Wie es bei Verhandlungen so ist: Man geht mit einem Auftrag, wie er ist, hinein und versucht sich dann anzunähern. Daraus ergibt sich der Vorschlag zu der Stunde von 5 Uhr bis 6 Uhr, der in der letzten Sitzung des Sonderausschusses eine Rolle gespielt hat. Das ist bei Verhandlungen nicht ungewöhnlich.

Wir sehen es als Dauerauftrag. Wenn sich die Bedingungen ändern, wenn sich der Block dort ändert, wenn sich die Ablehnung jeglicher Verhandlungen zu diesem Thema auflöst, gehen wir in neue Verhandlungen. Ob das aber so ist, müssen wir abwarten. Das muss sich im Ergebnis der Koalitionsverhandlungen in Berlin abzeichnen. Der Bund hat, glaube ich, seine Position in keiner Art und Weise geändert. Auch er gehört in das Gesamtpaket der Verhandlungen.

Laut Landtagsbeschluss vom 27.02. soll es einen Bericht der Landesregierung geben. Es gibt ihn. Man kann ihm entnehmen, wie es um die Bemühungen steht, die Landesplanung einzusetzen, um einen Beitrag zur Umsetzung zu leisten. Eine ganze Reihe von Sachverständigen hat sich damit beschäftigt. Das Ergebnis ist klar:

„Die begehrte Verankerung eines erweiterten Nachtflugverbots in § 19 Abs. 11 LEPro ist unter Berücksichtigung des bestandskräftigen Planfeststellungsbeschlusses mangels Raumbezug unzulässig. Die Raumordnung und Landesplanung besitzt hierfür keinen rechtlich zulässigen gangbaren Weg, der einer gerichtlichen Überprüfung standhalten würde.“

Diese rechtliche Sachlage hat sich nicht geändert. Insofern hat die Landesplanung auch heute keine Kompetenz, hier zu regeln. Sie darf keine flugbetrieblichen Regelungen treffen. Dazu ist weder die Gemeinsame Landesplanung befugt noch eine wie auch immer geartete alleinige Landesplanung des Landes Brandenburg. Das war Thema der Debatte im April, als es darum ging, zum Beispiel den Landesplanungsvertrag aufzukündigen.
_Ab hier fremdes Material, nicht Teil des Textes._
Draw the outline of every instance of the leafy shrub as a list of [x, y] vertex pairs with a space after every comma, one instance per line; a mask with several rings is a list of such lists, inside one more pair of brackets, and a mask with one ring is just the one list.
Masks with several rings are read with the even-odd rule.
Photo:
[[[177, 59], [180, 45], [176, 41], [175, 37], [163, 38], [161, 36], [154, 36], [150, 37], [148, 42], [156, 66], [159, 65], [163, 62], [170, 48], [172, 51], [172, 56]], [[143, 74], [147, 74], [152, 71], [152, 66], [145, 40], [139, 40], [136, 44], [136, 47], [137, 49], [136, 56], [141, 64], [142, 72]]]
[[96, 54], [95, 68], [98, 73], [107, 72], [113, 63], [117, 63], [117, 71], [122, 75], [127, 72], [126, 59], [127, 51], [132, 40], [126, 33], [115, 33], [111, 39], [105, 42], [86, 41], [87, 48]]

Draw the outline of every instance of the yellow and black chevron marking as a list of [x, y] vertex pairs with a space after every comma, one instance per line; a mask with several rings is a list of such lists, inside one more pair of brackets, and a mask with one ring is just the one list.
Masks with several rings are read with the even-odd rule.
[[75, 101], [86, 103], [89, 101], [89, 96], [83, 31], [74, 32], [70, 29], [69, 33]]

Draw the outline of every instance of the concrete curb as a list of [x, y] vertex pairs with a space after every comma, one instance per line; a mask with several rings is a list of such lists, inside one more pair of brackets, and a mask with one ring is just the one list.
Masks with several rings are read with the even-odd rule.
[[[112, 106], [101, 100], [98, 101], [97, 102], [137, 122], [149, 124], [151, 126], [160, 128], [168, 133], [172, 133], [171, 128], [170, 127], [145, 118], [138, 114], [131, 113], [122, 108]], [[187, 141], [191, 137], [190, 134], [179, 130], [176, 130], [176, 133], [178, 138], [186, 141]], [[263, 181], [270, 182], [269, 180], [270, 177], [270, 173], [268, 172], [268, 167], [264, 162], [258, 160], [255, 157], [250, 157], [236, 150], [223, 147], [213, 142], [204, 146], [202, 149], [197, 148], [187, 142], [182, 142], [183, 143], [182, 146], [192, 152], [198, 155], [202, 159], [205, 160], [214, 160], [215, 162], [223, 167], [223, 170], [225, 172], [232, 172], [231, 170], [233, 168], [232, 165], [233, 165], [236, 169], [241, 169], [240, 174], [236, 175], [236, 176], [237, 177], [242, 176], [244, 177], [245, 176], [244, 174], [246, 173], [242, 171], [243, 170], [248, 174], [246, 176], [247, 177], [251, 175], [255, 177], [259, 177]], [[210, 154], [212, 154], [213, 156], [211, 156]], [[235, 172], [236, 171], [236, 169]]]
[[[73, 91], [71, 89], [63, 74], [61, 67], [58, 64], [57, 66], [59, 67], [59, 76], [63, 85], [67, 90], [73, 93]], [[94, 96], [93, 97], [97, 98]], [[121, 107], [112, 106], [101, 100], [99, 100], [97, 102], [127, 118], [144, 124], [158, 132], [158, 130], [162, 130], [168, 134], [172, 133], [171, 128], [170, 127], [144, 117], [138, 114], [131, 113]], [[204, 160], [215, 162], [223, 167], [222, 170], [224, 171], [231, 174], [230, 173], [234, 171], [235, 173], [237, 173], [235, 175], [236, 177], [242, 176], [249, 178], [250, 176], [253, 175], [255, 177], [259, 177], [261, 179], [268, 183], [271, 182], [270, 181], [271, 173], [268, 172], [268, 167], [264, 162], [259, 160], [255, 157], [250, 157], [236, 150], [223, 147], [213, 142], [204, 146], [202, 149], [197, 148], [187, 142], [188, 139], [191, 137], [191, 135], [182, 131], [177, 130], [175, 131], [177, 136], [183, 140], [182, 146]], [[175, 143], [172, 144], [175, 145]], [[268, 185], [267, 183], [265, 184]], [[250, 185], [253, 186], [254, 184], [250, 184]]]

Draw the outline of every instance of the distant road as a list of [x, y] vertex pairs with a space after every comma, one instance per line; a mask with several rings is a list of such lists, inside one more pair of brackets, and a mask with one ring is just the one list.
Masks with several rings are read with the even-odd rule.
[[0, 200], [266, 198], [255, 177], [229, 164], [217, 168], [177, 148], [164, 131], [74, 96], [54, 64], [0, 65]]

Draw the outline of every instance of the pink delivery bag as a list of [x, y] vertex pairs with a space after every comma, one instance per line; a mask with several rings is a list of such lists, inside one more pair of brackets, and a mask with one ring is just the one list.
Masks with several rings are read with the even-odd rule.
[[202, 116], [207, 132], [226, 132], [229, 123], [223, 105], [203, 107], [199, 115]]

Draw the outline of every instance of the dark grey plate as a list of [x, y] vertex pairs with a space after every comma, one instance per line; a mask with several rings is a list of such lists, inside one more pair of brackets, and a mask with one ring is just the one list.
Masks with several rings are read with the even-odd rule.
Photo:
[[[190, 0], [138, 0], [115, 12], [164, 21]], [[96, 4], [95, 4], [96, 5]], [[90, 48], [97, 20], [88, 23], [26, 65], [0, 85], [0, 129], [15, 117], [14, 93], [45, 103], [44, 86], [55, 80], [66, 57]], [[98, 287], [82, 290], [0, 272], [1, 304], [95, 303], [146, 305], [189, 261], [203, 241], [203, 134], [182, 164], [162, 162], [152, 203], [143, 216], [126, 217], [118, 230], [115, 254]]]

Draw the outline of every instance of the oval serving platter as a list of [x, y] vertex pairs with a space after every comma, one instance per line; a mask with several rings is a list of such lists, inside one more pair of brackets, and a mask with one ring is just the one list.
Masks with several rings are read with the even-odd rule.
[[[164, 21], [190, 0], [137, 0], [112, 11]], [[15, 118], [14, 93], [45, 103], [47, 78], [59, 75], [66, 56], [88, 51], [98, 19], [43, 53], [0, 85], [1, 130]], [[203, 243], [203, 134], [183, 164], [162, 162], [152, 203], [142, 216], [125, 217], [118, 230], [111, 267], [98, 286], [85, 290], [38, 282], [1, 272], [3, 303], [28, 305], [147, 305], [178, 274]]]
Es bleibt dabei, die Schritte, die hier schon oft debattiert und diskutiert wurden, umzusetzen. Das Erste - auch das steht in den Beschlüssen des Landtages zur Annahme des Volksbegehrens - ist es, den Flughafen fertig zu bauen und an den Start zu bringen. Das Zweite ist, das Schallschutzprogramm trotz aller Schwierigkeiten, die es gibt, weiter umzusetzen. Da gibt es noch eine ganze Menge Arbeit, keine Frage. Das Dritte ist, zu schauen, ob es eine Basis gibt, um die Verhandlungen mit den beiden Gesellschaftern - Bund und Berlin - neu aufzusetzen. Das Vierte ist, wenn der Flughafen in Betrieb ist, die Lärmmessung auszuwerten, zu schauen, ob es noch Optimierungsbedarf an den Flugrouten gibt, und in der bereits eingesetzten Arbeitsgruppe Betriebsregelung darüber zu sprechen, was noch möglich ist, um für die Menschen Verbesserungen beim Lärmschutz zu erreichen.

(Beifall DIE LINKE und SPD)

Herr Schulze, möchten Sie von Ihrem Rederecht noch Gebrauch machen? Es sind 48 Sekunden; das ist wirklich wenig.

Sie können ja die Uhr ein bisschen langsamer laufen lassen.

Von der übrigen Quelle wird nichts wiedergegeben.